When I communicated with Humphrey, he showed me that
he was a special emissary who had been chosen by his group of whales to expand the consciousness of humans. He was aware that he could die in his mission, but he would not turn around until enough humans were moved to become aware of and change what they were doing to the whales, the oceans, and all life on Earth. For weeks, the media proclaimed his travail and unsuccessful human efforts to save him. When a certain level of contact and awareness had been reached, Humphrey let people help him to return. I could feel the joy in the whale, ocean, and world community when he accomplished his mission.

Rescue Attempts
People made many unsuccessful attempts to rescue Little Brave Hunter. First Nation members, marine mammal experts, whale scientists, and boat and machine operators gathered in the small community to plan how to free the calf.

Rescuers attempted to catch and transport her by sling; they used recorded killer whale vocalizations to coax her out of the lagoon; around 10 boats attempted to herd the orca by using oikomi pipes to create a loud noise underwater; and a violinist even tried to serenade the calf to freedom. She began eating seal meat tossed by the rescue team, alleviating concerns she would soon become malnourished. This halted a second sling rescue attempt.

Mission Accomplished
On April 26, after an evening of feeding the calf chunks of seal meat, a small crew with Fisheries and Oceans Canada and the Ehattesaht First Nation watched her breach the water and play before swimming under a bridge and out through an inlet during high tide at 2:30 a.m.

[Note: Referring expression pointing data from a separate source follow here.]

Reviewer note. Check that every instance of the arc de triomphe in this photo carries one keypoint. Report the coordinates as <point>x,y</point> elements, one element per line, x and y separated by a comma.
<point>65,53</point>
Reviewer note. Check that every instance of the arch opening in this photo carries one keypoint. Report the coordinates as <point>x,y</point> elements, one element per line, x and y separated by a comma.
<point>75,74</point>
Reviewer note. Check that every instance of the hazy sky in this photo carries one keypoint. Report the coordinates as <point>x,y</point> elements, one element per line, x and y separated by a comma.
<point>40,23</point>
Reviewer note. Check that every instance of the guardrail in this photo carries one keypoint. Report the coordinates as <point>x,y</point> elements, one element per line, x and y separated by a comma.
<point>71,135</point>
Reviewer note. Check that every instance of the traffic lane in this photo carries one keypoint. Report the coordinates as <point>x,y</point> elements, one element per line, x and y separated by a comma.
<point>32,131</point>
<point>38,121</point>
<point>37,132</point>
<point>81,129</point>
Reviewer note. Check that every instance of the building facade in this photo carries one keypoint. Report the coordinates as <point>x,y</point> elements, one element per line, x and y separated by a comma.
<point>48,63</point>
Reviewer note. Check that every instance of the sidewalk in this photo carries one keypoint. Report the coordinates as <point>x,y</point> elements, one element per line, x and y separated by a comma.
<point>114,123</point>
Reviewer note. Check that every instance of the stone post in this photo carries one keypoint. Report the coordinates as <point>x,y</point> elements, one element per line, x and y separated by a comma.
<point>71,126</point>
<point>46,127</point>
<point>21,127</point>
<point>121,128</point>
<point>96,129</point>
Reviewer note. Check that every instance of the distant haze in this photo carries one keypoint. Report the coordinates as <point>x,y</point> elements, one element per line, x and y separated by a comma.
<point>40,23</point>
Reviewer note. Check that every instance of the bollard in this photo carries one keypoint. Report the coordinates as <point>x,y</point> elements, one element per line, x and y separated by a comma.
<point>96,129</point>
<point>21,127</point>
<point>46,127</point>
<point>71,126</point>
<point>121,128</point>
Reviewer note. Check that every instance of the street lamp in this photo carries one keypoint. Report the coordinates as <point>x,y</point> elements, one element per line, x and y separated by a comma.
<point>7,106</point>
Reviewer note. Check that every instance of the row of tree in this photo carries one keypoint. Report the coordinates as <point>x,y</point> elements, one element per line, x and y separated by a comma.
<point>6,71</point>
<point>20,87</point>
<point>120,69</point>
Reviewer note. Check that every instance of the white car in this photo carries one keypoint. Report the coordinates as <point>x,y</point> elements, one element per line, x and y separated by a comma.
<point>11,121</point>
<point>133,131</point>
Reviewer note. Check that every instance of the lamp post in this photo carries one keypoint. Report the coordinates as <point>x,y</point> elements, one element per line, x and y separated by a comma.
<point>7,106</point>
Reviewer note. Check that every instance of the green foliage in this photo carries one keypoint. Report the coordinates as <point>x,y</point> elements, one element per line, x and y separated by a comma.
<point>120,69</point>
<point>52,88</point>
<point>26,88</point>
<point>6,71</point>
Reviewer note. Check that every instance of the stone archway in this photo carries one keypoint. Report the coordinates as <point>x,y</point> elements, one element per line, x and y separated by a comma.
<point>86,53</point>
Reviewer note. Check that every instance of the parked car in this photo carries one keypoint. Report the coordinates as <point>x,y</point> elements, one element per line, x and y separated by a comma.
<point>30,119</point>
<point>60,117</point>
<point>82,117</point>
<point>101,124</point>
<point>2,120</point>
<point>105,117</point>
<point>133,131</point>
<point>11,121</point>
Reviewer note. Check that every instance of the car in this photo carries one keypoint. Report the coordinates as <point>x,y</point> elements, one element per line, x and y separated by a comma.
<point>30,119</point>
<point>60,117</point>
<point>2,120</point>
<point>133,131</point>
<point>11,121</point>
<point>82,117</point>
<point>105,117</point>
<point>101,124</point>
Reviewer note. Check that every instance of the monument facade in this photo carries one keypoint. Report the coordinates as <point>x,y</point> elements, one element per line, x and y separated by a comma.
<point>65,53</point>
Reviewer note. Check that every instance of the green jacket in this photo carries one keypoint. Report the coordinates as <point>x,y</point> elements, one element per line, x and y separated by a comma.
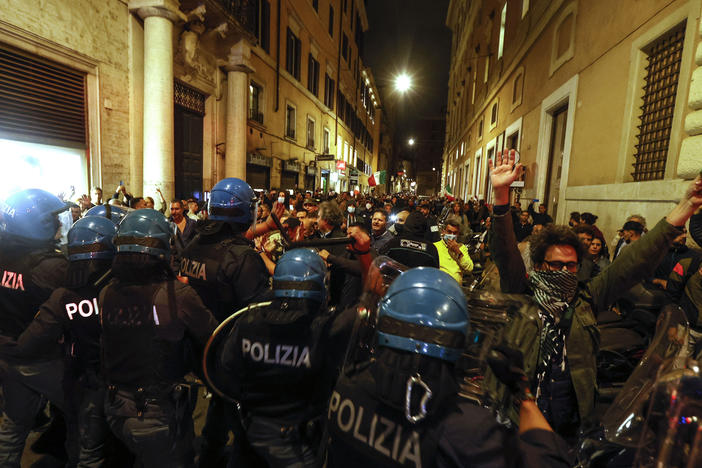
<point>635,263</point>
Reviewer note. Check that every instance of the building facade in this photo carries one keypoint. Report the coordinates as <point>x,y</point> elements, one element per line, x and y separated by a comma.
<point>177,94</point>
<point>599,98</point>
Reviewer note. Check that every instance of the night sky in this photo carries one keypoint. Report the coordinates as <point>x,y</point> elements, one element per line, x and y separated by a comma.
<point>409,35</point>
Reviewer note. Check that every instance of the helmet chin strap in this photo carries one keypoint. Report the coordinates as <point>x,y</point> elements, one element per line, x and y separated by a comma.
<point>413,380</point>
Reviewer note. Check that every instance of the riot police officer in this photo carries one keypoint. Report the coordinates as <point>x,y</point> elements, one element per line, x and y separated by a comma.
<point>227,274</point>
<point>402,409</point>
<point>73,312</point>
<point>147,315</point>
<point>31,269</point>
<point>280,362</point>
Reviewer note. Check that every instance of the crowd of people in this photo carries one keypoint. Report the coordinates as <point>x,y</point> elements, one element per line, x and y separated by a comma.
<point>328,327</point>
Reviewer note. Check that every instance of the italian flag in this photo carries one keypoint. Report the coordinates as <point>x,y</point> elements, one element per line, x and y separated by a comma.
<point>377,178</point>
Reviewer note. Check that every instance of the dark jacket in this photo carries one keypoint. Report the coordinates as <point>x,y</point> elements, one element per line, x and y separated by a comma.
<point>633,265</point>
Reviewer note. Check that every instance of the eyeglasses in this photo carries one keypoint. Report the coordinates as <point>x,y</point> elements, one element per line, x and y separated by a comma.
<point>557,265</point>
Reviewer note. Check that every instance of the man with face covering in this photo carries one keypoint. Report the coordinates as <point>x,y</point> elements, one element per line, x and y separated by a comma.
<point>562,368</point>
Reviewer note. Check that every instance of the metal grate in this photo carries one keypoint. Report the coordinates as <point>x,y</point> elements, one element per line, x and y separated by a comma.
<point>659,90</point>
<point>189,98</point>
<point>40,98</point>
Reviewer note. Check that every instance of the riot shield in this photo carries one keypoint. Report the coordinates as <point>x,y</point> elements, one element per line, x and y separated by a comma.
<point>216,379</point>
<point>624,422</point>
<point>496,318</point>
<point>671,433</point>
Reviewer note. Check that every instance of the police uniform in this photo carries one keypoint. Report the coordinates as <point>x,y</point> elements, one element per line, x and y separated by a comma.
<point>402,408</point>
<point>365,431</point>
<point>147,317</point>
<point>228,275</point>
<point>30,270</point>
<point>225,271</point>
<point>283,356</point>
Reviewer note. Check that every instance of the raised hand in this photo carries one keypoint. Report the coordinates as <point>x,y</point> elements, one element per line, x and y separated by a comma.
<point>504,171</point>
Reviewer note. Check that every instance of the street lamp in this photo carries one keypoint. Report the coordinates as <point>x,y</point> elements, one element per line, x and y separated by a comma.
<point>403,82</point>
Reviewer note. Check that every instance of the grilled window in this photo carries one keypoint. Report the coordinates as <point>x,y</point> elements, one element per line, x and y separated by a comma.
<point>188,98</point>
<point>661,86</point>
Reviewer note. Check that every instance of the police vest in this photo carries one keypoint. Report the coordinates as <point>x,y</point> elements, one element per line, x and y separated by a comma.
<point>21,294</point>
<point>411,252</point>
<point>142,337</point>
<point>365,432</point>
<point>79,311</point>
<point>201,263</point>
<point>278,355</point>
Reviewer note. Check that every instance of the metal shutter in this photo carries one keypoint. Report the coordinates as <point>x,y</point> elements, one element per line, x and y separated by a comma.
<point>40,99</point>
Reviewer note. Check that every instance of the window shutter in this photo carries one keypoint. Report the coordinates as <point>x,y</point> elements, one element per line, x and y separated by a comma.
<point>40,99</point>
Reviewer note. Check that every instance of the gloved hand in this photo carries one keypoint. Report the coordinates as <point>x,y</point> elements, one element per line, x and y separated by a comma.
<point>508,365</point>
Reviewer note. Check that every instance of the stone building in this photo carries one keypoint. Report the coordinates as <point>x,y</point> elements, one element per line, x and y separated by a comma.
<point>600,98</point>
<point>177,94</point>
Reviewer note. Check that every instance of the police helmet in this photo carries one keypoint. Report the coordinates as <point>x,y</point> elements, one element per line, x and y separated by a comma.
<point>144,231</point>
<point>115,213</point>
<point>232,201</point>
<point>300,273</point>
<point>32,214</point>
<point>90,238</point>
<point>424,311</point>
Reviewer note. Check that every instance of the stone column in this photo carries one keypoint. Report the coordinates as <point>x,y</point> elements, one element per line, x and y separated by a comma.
<point>159,17</point>
<point>238,66</point>
<point>691,147</point>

Although humans may want to take credit for coaxing her out of the lagoon, she swam out on her own over the sandbar to open water as she said she would when it was the right time. The interactions with people and worldwide attention were part of her purpose for being there. She said peoples’ heartfelt intentions and raised awareness were vital for her mission’s fulfillment.

In a news release, the Ehattesaht First Nation emphasized the strong ties between “the spirit world, the animal world, and the people who have remained on the land and waters for all time. Events like these have a deeper meaning and the timing of her departure will be thought about, talked about and felt for generations to come.”

It would not serve for animal communicators to have an attitude that they needed to manipulate the young orca to her freedom as if she wasn’t aware of what was going on and humans knew better. Animal communicators could help by listening, being aware of her higher purpose, and focusing their intentions for her welfare in alignment with her higher mission to assist in the evolution of human consciousness. The rescue teams were already doing their part in communicating with her whether or not they were conscious of their telepathic connection.

Notice how many marine animals in trouble due to human-caused hazards in the ocean seek and obtain human help to free them from entanglements. Change in human awareness and behavior is facilitated through cetacean contact and communication with people. In gratitude for these wise teachers helping their human friends and for the people who listen and respond with open hearts and minds.